TVA Failed to Investigate Practices That Led to Kingston Spill

Thursday, July 30, 2009
Kingston coal ash spill (photo: TVA)

Not only did its officials ignore warnings about dam safety, but the Tennessee Valley Authority also tried to bury a study revealing the cause of the massive coal ash spill last December 22 near Knoxville. Things had deteriorated so badly at the TVA that its leader, CEO and President Tom Kilgore, admitted to lawmakers at a congressional hearing that the nation’s largest utility has a “larger cultural problem” it needs to address.

 
In addition to hearing testimony from Kilgore, lawmakers were given a report by the TVA’s inspector general that concluded the utility giant failed for more than 20 years to heed warnings that might have prevented the spill.
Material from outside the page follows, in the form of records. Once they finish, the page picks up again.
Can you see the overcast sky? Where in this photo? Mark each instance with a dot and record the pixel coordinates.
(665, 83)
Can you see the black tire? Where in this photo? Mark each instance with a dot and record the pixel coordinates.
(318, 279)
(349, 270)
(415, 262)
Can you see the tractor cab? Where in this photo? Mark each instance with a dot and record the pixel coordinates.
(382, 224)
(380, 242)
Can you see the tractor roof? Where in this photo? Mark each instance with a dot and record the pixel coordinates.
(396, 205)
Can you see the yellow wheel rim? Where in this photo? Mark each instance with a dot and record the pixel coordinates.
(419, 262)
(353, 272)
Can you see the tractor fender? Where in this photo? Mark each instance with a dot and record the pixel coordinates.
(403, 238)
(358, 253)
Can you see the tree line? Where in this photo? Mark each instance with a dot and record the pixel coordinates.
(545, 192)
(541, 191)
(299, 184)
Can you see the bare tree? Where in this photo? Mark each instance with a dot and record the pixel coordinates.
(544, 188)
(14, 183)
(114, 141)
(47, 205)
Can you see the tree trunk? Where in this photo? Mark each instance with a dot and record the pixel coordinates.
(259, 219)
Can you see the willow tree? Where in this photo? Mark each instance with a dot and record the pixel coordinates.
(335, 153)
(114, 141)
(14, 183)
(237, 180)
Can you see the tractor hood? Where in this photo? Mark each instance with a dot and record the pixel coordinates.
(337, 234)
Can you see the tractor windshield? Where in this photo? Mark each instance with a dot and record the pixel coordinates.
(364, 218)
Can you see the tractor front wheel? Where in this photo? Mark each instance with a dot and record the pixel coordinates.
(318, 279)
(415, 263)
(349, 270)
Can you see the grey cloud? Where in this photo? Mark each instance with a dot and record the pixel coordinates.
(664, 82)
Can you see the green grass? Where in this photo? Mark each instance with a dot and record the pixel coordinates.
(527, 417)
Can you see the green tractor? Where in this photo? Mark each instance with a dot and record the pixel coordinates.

The report also noted that TVA officials’ reaction to the environmental disaster was to “’circle the wagons,’ carefully craft press releases to project TVA in the most favorable light and to tightly control any reports done by TVA of the failure to minimize legal liability.”
 
It is estimated that it will cost $1 billion to clean up the 5.4 million cubic yards of toxic-laden coal ash that spilled out of the earthen dams and holding ponds at TVA’s Kingston Fossil Plant and into the Emory River and nearby homes. The disaster has raised questions about the safety of other coal ash ponds located around the country.
-Noel Brinkerhoff
 
Auditor: TVA Lawyers Limited Ash Spill Report (by Duncan Mansfield and Mary Clare Jalonick, Associated Press)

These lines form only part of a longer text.